Question 2 – I find it crushingly ironic that question 1 should go out of its way to force new technology on to us and then question 2 looks like a question (and equipment/experiment) from the 1950’s!
The water in the displacement collection tube is not labeled in the diagram, which it should be.
In the old days, (a)(i) and (ii) would never have been separated from (b). It’s another example of step-by-step hand-holding that has plagued recent exams when compared to older ones.
As another example of that, wouldn’t have been better to NOT give the kids a heads up on the need to calculate ∆G in part (c), and leave it open-ended to give two reasons (high Eact and positive ∆G)? That would have been a stronger question IMO.
Question 3 – The context of the potassium compound is not needed IMO (see my comments on Q1). I think that a LOT of kids will be VERY confused by part (e), and the only way that they might get this question right is to actually calculate pH values at points between 0 and 30 mL added. It think that the question should have flagged this, and my bet is that (part) question will be a disaster (depending on the tolerance at the grading)!
Question 4 – Ksp and common ion problems used to be more difficult. I hope that they allow more (or less) than 4 water molecules around the ion. I fully understand that reading (and answering) the question as asked is important, but under exam pressure the AP exam should not be relegated to a reading comprehension.
Question 5 – I STRONGLY hope that it will not necessary to state whether the wavelength should be longer or shorter in part (c), since that would be pure recall that I thought we had moved away from. It had better be sufficient to say ‘different’, otherwise I think we have a flawed rubric.

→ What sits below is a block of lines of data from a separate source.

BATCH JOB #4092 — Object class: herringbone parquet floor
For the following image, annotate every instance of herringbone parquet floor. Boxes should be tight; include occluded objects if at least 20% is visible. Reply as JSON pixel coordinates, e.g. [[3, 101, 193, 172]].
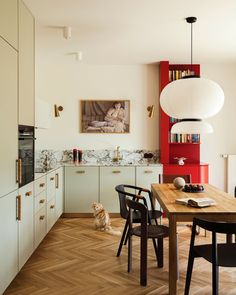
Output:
[[4, 218, 236, 295]]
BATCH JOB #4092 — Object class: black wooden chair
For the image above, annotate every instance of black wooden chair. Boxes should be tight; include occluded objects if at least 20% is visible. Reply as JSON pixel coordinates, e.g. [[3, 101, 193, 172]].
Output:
[[184, 218, 236, 295], [115, 184, 163, 267], [159, 174, 191, 183], [126, 195, 169, 286]]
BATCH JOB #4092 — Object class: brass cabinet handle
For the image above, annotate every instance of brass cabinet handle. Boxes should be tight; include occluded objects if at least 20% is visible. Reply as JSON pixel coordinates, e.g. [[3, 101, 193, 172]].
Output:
[[16, 195, 21, 220], [16, 159, 19, 183], [55, 173, 59, 188], [16, 158, 22, 184]]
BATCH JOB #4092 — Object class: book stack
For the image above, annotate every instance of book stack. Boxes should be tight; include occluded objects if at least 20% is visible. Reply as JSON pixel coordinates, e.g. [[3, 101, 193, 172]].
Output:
[[169, 133, 200, 143], [169, 70, 195, 81]]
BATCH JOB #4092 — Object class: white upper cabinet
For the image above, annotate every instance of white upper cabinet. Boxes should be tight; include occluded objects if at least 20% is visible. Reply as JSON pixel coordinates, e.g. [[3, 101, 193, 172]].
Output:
[[0, 0, 18, 49], [0, 37, 18, 197], [35, 99, 52, 129], [19, 1, 35, 126]]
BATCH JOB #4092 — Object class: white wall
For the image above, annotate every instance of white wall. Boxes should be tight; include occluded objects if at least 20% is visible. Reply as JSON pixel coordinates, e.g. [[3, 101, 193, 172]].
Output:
[[201, 64, 236, 189], [36, 56, 159, 150], [36, 58, 236, 189]]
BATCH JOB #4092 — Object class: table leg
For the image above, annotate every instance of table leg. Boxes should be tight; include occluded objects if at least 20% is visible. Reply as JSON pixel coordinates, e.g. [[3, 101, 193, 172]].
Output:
[[169, 215, 178, 295]]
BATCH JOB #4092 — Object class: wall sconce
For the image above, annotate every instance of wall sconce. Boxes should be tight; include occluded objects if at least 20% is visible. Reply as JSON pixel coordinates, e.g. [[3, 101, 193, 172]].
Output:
[[147, 105, 154, 118], [54, 104, 63, 117], [63, 27, 72, 40]]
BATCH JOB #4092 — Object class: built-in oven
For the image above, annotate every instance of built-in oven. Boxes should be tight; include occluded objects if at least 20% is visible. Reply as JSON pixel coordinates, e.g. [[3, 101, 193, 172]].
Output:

Question 6 – Not much to report here, although I like the fact that it is explicit, that in order to predict the pH of a salt, it is seen as necessary to write a hydrolysis reaction.

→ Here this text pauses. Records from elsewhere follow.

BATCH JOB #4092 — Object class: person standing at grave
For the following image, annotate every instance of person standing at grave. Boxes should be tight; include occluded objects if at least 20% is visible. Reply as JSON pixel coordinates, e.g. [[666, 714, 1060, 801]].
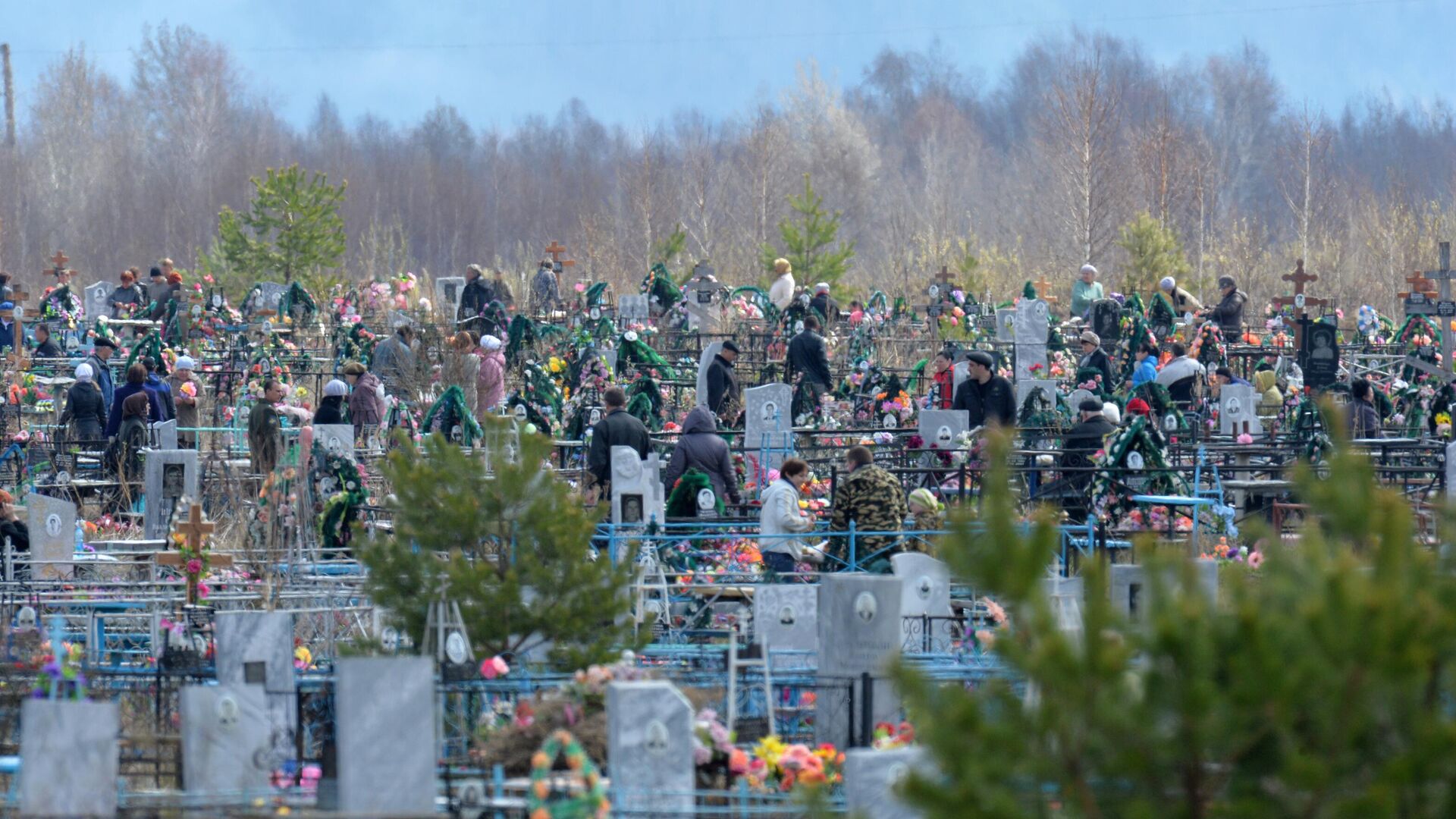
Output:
[[951, 350, 1016, 430], [141, 356, 177, 421], [344, 362, 384, 440], [168, 356, 202, 449], [1078, 329, 1117, 394], [57, 363, 106, 441], [930, 350, 956, 410], [810, 281, 839, 326], [663, 406, 742, 506], [106, 362, 163, 438], [1350, 379, 1382, 440], [769, 259, 798, 313], [475, 335, 505, 413], [830, 446, 910, 571], [456, 264, 492, 324], [1157, 275, 1203, 316], [532, 259, 560, 315], [313, 379, 350, 424], [587, 386, 652, 498], [247, 379, 284, 475], [35, 324, 65, 359], [758, 457, 824, 576], [86, 335, 117, 414], [706, 340, 742, 427], [1072, 264, 1102, 318], [1207, 275, 1249, 336], [1128, 341, 1157, 389]]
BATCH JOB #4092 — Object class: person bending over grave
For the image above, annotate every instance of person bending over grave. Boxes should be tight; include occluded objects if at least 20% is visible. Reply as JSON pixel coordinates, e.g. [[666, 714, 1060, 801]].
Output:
[[475, 335, 505, 414], [830, 446, 910, 571], [1078, 329, 1117, 392], [106, 362, 163, 438], [344, 362, 384, 440], [706, 341, 742, 427], [1350, 379, 1382, 438], [587, 386, 652, 498], [663, 406, 742, 506], [313, 379, 350, 424], [1206, 275, 1249, 336], [58, 363, 106, 441], [247, 379, 284, 475], [758, 457, 824, 576], [951, 350, 1016, 430], [1072, 264, 1102, 318]]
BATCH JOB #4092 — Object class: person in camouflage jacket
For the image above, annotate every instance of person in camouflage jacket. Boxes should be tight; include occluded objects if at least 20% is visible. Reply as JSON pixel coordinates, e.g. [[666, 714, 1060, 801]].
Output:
[[830, 446, 908, 567]]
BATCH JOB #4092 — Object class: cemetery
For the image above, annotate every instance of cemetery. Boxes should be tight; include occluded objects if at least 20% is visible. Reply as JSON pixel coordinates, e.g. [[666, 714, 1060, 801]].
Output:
[[0, 11, 1456, 819]]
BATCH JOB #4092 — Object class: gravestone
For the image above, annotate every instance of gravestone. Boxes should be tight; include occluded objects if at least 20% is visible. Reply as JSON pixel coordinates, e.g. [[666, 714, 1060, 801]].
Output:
[[1090, 299, 1122, 345], [149, 419, 177, 449], [742, 383, 793, 469], [696, 341, 723, 406], [19, 697, 121, 817], [25, 494, 76, 580], [435, 275, 464, 313], [82, 281, 112, 321], [918, 410, 971, 449], [617, 293, 649, 322], [753, 583, 818, 651], [1219, 383, 1264, 436], [179, 685, 274, 794], [330, 657, 437, 816], [143, 449, 198, 541], [607, 680, 695, 817], [845, 748, 929, 819], [1016, 379, 1057, 413], [313, 424, 354, 460], [1108, 560, 1219, 621], [890, 552, 951, 617], [996, 307, 1016, 344], [814, 574, 904, 748], [1015, 299, 1048, 381], [611, 446, 667, 526]]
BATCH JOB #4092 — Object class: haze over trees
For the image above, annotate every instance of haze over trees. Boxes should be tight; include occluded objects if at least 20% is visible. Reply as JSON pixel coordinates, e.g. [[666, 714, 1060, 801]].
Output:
[[0, 25, 1456, 310]]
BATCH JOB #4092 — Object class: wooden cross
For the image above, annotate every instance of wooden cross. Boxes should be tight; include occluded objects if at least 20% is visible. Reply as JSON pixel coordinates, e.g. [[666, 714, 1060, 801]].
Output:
[[546, 240, 576, 267], [1031, 274, 1057, 305]]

Part (a) IS interesting to me though, and for this reason. Is one is obligated to use the data? This is another example where a ‘correct’ answer (regarding covalent character) could be derived by thinking about the differences in electronegativity. Of course, that would be knowledge that is NOT referenced in the question, and one would not be answering the question as asked as such, and one would not be falling into line with the CB’s obsession over ‘using data’, but should we be penalizing chemistry knowledge?
Question 7 – More, ‘forced’ real world applications! I object to excess verbs and nouns being used around a couple of chemical calculations. Isn’t this a little too easy?